Generalizing the Statistical Analysis of Objects’ Spatial Coupling in Bioimaging

Scientific Fields
Diseases
Organisms
Applications
Technique

Published in IEEE Signal Processing Letters - 22 Jul 2020

Suvadip Mukherjee, Catalina Gonzalez-Gomez, Lydia Danglot, Thibault Lagache, Jean-Christophe Olivo-Marin

Link to HAL – hal-02914322

Link to DOI – 10.1109/LSP.2020.3003821

IEEE Signal Processing Letters, 2020, 27, pp.1085-1089. ⟨10.1109/LSP.2020.3003821⟩

We introduce a novel paradigm for statistical analysis of spatial signals, applied to colocalization studies in bioimag-ing. Quantitative assessment of the spatial colocalization of different molecules in microscopy provides important functional information on cellular processes. By reducing objects (molecules or cluster of molecules) to their position (points), existing methods are predominantly restricted to point-based analyses, and scale poorly to applications involving large, asymmetric and complex-in-shape objects. We address this issue, and propose a statistical model for shape-based colocalization analysis.
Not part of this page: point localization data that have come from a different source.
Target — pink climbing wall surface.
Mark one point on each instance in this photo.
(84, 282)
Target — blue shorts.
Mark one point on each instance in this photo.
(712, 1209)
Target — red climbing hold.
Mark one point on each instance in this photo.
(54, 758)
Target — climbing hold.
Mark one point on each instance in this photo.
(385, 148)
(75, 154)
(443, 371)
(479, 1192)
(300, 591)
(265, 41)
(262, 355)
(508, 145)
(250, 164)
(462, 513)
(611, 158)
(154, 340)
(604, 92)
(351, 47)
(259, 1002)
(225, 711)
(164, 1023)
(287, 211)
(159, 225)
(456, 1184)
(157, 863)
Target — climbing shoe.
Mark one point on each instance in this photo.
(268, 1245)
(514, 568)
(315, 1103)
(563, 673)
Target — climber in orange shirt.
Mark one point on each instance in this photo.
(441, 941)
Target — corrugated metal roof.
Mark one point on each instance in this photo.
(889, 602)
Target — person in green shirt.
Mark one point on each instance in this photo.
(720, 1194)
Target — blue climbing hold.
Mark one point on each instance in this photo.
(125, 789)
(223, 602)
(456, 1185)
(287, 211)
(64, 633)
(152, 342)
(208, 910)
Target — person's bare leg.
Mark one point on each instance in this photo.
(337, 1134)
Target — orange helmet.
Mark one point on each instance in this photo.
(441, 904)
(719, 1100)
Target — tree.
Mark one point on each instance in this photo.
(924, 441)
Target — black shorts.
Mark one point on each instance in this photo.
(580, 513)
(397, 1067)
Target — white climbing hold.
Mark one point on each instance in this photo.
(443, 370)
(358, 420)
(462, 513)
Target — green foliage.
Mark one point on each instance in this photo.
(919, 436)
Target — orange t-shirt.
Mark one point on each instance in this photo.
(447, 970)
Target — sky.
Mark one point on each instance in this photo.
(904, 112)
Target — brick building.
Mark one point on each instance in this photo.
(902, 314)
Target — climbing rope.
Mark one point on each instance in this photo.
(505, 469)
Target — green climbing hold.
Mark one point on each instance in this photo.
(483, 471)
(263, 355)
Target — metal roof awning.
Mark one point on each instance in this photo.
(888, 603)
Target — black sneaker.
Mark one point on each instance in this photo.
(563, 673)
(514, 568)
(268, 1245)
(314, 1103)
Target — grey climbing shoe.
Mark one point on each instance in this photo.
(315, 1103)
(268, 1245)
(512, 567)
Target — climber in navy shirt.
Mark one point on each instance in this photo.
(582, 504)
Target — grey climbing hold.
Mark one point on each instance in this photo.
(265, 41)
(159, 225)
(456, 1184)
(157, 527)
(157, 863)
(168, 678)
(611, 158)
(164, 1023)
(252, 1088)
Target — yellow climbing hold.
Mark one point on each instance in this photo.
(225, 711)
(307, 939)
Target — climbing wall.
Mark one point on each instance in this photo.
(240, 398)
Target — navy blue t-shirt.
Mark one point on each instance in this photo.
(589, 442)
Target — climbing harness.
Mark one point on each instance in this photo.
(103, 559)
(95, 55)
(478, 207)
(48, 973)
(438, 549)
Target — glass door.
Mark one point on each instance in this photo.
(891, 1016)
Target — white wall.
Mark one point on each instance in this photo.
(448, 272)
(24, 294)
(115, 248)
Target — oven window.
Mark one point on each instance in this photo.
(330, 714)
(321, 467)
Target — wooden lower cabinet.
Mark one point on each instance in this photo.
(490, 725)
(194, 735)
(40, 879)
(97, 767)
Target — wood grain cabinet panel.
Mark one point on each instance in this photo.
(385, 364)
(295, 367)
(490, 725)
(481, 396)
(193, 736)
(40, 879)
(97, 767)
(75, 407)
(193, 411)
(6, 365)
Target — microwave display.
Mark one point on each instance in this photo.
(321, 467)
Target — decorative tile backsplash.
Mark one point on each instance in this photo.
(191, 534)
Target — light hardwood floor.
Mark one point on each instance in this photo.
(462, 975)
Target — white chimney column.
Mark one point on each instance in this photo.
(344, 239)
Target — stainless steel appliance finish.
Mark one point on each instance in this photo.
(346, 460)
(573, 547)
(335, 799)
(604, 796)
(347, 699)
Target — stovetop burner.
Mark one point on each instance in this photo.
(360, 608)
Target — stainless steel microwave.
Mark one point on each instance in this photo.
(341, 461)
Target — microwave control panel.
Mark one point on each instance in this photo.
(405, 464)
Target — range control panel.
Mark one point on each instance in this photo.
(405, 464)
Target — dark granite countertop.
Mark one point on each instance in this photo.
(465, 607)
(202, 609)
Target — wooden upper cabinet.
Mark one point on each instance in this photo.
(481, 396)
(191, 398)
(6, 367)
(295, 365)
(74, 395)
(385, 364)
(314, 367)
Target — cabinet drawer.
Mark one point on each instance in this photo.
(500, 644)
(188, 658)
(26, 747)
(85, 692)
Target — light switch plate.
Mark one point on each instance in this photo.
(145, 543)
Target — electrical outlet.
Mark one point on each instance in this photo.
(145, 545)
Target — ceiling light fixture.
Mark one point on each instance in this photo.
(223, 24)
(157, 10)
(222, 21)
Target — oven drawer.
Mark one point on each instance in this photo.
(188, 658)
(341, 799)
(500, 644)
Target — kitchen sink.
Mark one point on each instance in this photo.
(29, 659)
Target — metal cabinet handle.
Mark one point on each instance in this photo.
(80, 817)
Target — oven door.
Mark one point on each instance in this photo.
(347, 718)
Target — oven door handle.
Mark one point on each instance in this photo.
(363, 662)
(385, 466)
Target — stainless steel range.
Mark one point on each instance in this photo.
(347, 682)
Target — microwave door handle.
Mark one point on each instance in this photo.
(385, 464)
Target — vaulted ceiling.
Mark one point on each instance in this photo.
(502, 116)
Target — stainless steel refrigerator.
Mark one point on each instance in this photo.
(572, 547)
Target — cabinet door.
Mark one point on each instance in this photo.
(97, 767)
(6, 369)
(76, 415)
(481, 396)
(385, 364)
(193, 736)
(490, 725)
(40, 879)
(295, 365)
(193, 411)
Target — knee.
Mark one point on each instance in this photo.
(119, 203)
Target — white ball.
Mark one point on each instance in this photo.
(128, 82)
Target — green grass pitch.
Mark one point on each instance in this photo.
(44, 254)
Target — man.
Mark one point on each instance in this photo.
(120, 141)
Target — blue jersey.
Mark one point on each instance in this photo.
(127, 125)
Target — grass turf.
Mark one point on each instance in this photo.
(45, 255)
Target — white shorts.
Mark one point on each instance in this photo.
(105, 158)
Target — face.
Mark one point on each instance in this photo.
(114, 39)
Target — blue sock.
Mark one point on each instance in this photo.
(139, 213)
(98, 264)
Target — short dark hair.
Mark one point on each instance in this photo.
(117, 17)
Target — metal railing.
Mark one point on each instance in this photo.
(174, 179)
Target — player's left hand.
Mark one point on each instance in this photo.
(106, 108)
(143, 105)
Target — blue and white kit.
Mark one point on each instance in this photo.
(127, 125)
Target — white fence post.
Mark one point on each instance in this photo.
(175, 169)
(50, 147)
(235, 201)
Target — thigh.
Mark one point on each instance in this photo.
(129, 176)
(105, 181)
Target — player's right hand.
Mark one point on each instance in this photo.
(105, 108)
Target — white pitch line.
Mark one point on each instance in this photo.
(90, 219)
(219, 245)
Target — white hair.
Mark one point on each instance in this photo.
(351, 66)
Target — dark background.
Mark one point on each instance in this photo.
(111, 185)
Our solution is a generalization of the Ripley’s K-function for arbitrary shapes, and provides a method to statistically interpret the coupling of molecules to biological objects which are implicitly represented via level set embedding. Compared to the state-of-the-art, our solution is efficient and generic, and establishes the theoretical basis for an one-fits-all approach to tackle the heterogeneous challenges in robust interpretation of molecular association in biology. The efficacy of our method is established via synthetic simulations, and a practical application is also described to measure the statistical accumulation of synaptic molecules’ spots near the cell’s boundary of cultured neurons.